Bali Bali United Berita Daerah Cover Story Dwipa Ekonomi Ekonomi & Perbankan Events Features Foto Lepas Gaya Hidup Hiburan & Budaya Hiburan & Seni Budaya Hospitality Hukum & Kriminal Inforial Internasional Kesehatan Nasional Opini Otomotif Pariwisata Pendidikan Perbankan Peristiwa Politika Sportainment Sportmania Tamu Redaksi Teknologi Traveling

Keluarga Korban Minta Pencarian Remaja Prancis Pendaki Gunung Batukaru Dilanjutkan, Hasil Masih Nihil

Juliadi Radar Bali • Selasa, 17 September 2024 | 13:11 WIB
PENCARIAN DI HUTAN : Anggota Polres Tabanan melakukan pencarian korban WNA Prancis yang hilang di Gunung Batukaru.   (Foto Polsek Pupuan Tabanan untuk Radar Bali)
PENCARIAN DI HUTAN : Anggota Polres Tabanan melakukan pencarian korban WNA Prancis yang hilang di Gunung Batukaru. (Foto Polsek Pupuan Tabanan untuk Radar Bali)

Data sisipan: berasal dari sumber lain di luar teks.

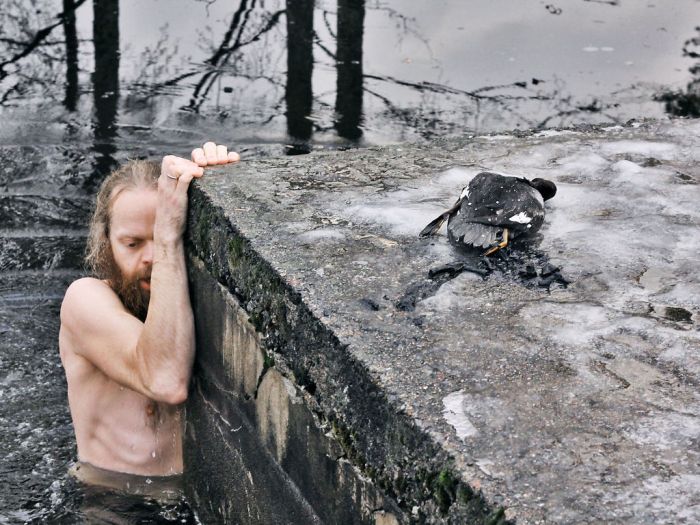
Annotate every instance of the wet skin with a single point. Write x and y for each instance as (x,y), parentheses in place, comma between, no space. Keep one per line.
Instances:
(126,378)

TABANAN, Radar Bali.id – Hilangnya remaja asal Prancis berinisial Txibo, 14,  yang tersesat di Gunung Batukaru masih menjadi misteri.

Kepolisian Polres Tabanan dengan tim gabungan ternyata masih melakukan pencarian terhadap korban yang hilang. 

Pencarian kembali dilakukan setelah adanya permintaan dari pihak keluarga korban. Laporan terakhir terhadap pencarian WNA asal Perancis pada Senin (16/9/2024) dengan tim pencarian menelusuri melalui jalur Desa Belimbing, Kecamatan Pupuan.

 Baca Juga: Ketika Pencarian Pendaki Gunung Batukaru Asal Prancis Masih Nihil : Turunkan Anjing Pelacak hingga Drone pun Belum Ada Hasil

“Sampai hari ini personel gabungan melaksanakan penyisiran lewat jalur Mekori menuju Pura Batur Sigihan yang ketinggiannya sekitar 790 mdpl,” ujar Kapolsek Pupuan, AKP I Wayan Sudiarba, Senin (16/9/2024).

Ia menuturkan proses pencarian ini melibatkan 46 orang yang terdiri dari 21 orang dari Polres Tabanan, lima orang dari Polsek Pupuan, delapan orang dari Polsek Selemadeg, empat orang dari Polsek Selemadeg Timur.

“Ada juga dari anggota K-9 (anjing pelacak) dua orang, Perbekel Desa Belimbing, Bendesa Adat Belimbing, dan empat orang pemandu dari Desa Belimbing,” ungkapnya.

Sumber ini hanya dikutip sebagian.